Clallam County commissioner candidate Jim McEntire vowed Monday to file a complaint by Friday with the state Public Disclosure Commission over an allegedly misleading campaign flier that his opponent, Linda Barnfather, mailed to voters last week.
Republican McEntire, 61, a Port of Port Angeles commissioner who represents Sequim District 1, said an endorsement quote in the flier by retired Navy Rear Adm. Robert McClinton, who lives in Sequim, was fabricated.
Democrat Barnfather, 48, responded in a prepared statement that there was “miscommunication between me and my campaign team as it relates to the quote.”
Barnfather, an executive legislative assistant to 24th District state Rep. Kevin Van De Wege of Sequim, also offered the following statement from McClinton as part of the press release:
“While those were not my words, my support of Linda’s candidacy remains steadfast,” McClinton said.
McEntire also took issue with a topic that has simmered in Peninsula Daily News letters to the editor — and to a limited extent at campaign forums — but which Barnfather expounded upon in her flier:
McEntire’s use of public money during trips as a port commissioner.
“No More Expensive Dinners and Sticking Taxpayers with the Tab,” Barnfather said in the flier.
“[McEntire] spent precious tax dollars on numerous dinners of more than $100 each on political junkets in Washington, D.C., and Tacoma,” she said.
McEntire did not take issue with the actual expenditures, which he said were legal.
Port expenditures are reviewed during an annual audit by the state Auditor’s Office, he said.
Rather, he criticized Barnfather’s use of the term “tax dollars,” saying his expenditures were paid for through proceeds from the port’s “business operations” such as rent and not directly from taxes.
“If Linda had use the term public funds, I would not have an issue — that is correct,” McEntire said.
“It is incorrect to say taxpayer funding is used to fund any port operations in conducting commissioners’ travel and commissioners’ expenditures.”
It would be “equally OK” to use actual tax dollars for dinners and other expenditures, but that’s not how the port operates, instead spending property tax levy proceeds on capital projects, he said.
“Public money includes taxpayer money,” he said. “Taxpayer money is a particular category of public money.”
Barnfather defended the flier’s claim and said McEntire’s expenditures were the real issue.
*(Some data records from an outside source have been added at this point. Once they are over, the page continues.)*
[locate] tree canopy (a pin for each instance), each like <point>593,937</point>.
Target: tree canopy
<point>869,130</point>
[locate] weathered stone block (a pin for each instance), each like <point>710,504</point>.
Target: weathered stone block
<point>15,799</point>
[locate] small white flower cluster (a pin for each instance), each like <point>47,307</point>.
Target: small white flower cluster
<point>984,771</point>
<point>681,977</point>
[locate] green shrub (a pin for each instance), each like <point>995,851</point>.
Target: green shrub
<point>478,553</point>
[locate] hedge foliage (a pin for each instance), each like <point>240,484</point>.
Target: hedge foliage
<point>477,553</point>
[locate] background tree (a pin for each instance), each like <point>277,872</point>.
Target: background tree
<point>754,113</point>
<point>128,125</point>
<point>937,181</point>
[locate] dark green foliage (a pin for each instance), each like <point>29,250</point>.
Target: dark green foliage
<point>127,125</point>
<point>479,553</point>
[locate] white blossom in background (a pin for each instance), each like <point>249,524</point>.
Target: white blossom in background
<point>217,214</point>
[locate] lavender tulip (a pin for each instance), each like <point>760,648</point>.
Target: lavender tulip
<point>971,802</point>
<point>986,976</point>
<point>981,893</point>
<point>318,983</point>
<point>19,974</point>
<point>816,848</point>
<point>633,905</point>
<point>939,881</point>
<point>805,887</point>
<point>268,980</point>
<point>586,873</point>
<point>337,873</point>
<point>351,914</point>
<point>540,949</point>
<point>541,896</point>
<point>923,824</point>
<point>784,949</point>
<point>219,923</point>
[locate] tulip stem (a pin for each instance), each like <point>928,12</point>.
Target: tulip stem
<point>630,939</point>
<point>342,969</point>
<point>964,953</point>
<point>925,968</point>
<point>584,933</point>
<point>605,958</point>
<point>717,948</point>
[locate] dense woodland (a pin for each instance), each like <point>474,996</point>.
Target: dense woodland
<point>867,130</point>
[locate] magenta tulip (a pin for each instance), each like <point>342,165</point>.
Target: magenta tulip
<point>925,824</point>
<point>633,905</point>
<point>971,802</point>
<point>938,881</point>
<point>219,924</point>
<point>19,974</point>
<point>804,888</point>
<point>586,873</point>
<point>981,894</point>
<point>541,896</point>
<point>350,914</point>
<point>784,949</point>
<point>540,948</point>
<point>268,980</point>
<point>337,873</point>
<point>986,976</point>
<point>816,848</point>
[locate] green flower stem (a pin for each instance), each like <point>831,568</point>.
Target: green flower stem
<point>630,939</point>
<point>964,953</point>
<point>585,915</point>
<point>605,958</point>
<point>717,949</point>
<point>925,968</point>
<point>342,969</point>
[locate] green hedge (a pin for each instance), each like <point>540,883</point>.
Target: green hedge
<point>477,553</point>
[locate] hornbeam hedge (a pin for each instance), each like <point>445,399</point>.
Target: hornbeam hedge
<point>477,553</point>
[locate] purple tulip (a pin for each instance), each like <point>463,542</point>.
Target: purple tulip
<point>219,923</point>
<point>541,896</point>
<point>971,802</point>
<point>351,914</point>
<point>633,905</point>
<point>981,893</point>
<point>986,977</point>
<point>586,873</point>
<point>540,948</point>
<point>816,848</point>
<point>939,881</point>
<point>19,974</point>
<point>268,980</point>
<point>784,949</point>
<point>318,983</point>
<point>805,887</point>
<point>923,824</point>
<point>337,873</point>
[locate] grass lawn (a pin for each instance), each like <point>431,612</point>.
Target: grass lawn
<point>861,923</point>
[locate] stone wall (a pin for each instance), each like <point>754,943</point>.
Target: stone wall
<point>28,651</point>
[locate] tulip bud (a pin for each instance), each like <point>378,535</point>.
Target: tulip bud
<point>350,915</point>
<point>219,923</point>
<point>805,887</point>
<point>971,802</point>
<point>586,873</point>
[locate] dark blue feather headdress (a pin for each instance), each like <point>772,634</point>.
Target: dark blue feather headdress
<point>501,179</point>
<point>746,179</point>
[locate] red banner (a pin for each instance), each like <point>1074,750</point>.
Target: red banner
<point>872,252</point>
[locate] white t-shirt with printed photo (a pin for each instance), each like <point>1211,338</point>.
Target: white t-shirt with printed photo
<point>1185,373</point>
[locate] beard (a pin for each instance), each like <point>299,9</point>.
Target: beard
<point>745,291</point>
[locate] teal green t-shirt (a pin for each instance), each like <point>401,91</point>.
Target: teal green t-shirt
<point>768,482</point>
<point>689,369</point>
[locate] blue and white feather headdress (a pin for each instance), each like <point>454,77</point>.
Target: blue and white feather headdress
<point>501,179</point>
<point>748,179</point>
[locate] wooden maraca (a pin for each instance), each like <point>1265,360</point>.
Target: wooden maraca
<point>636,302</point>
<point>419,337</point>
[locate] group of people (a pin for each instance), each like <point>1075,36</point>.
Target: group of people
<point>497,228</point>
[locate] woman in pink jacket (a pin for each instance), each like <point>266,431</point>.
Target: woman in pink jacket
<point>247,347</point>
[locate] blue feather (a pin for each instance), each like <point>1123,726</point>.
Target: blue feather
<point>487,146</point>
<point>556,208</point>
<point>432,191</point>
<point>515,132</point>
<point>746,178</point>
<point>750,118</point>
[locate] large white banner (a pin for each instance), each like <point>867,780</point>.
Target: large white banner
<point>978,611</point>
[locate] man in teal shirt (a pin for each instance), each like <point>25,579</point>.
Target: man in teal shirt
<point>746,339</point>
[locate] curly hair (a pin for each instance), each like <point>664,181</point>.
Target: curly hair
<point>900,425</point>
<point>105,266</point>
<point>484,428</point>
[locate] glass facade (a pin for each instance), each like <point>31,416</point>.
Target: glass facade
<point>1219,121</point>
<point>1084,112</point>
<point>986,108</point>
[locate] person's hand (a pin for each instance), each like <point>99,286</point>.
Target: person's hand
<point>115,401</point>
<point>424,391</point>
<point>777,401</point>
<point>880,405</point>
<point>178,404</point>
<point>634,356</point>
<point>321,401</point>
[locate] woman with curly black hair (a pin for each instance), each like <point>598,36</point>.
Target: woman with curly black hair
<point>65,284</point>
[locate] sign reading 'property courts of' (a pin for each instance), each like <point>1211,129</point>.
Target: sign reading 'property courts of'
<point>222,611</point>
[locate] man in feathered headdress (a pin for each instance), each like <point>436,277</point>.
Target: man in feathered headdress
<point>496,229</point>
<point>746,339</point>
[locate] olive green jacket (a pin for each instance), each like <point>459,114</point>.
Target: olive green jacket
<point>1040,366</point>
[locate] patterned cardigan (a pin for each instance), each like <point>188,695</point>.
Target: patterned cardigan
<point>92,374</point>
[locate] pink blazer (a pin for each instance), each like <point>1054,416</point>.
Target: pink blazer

“It’s all public money, and we have a fiduciary responsibility as elected officials to be prudent with the public’s money,” she said Monday.
“I think we have very different views on being fiscally responsible.”
She also said she stood by her endorsement by McClinton.
McEntire said he would likely file a complaint regarding the false quote under the state law that makes it a violation to have “political advertising or an electioneering communication that makes either directly or indirectly a false claim stating or implying the support or endorsement of any person or organization when in fact the candidate does not have such support or endorsement.”
McEntire said it did not matter that McClinton reiterated the endorsement of Barnfather.
“The main reason is you don’t make stuff up and put it in a political mailing,” McEntire said.
“The issue is not the person who gave Linda the words” that were in the flier, he said.
“The issue is the behavior of a political campaign to make stuff up and put it in a mailing.”
McEntire also said listing McClinton in the flier as “former president, North Olympic chapter, Military Officers Association of America, Sequim” implied that the organization supported Barnfather.
“The one thing I am hearing continuously about today’s politics is that everyone is sick of spin, dishonesty, innuendo and negativism,” he said.
“The only way to change that behavior is to call it out and have people pay a price for it. The way I read the law, I think the law was broken.”
Barnfather shrugged off McEntire’s claims.
“Any citizen has a right to file a complaint with the PDC.”
McEntire and Barnfather are running to replace outgoing Democrat Steve Tharinger, who will continue as a member of the state House of Representatives for the 24th Legislative District.
Ballots in the all-mail were mailed to county voters last week and must be postmarked or deposited in drop boxes or at the county Auditor’s Office by 8 p.m. Nov. 8.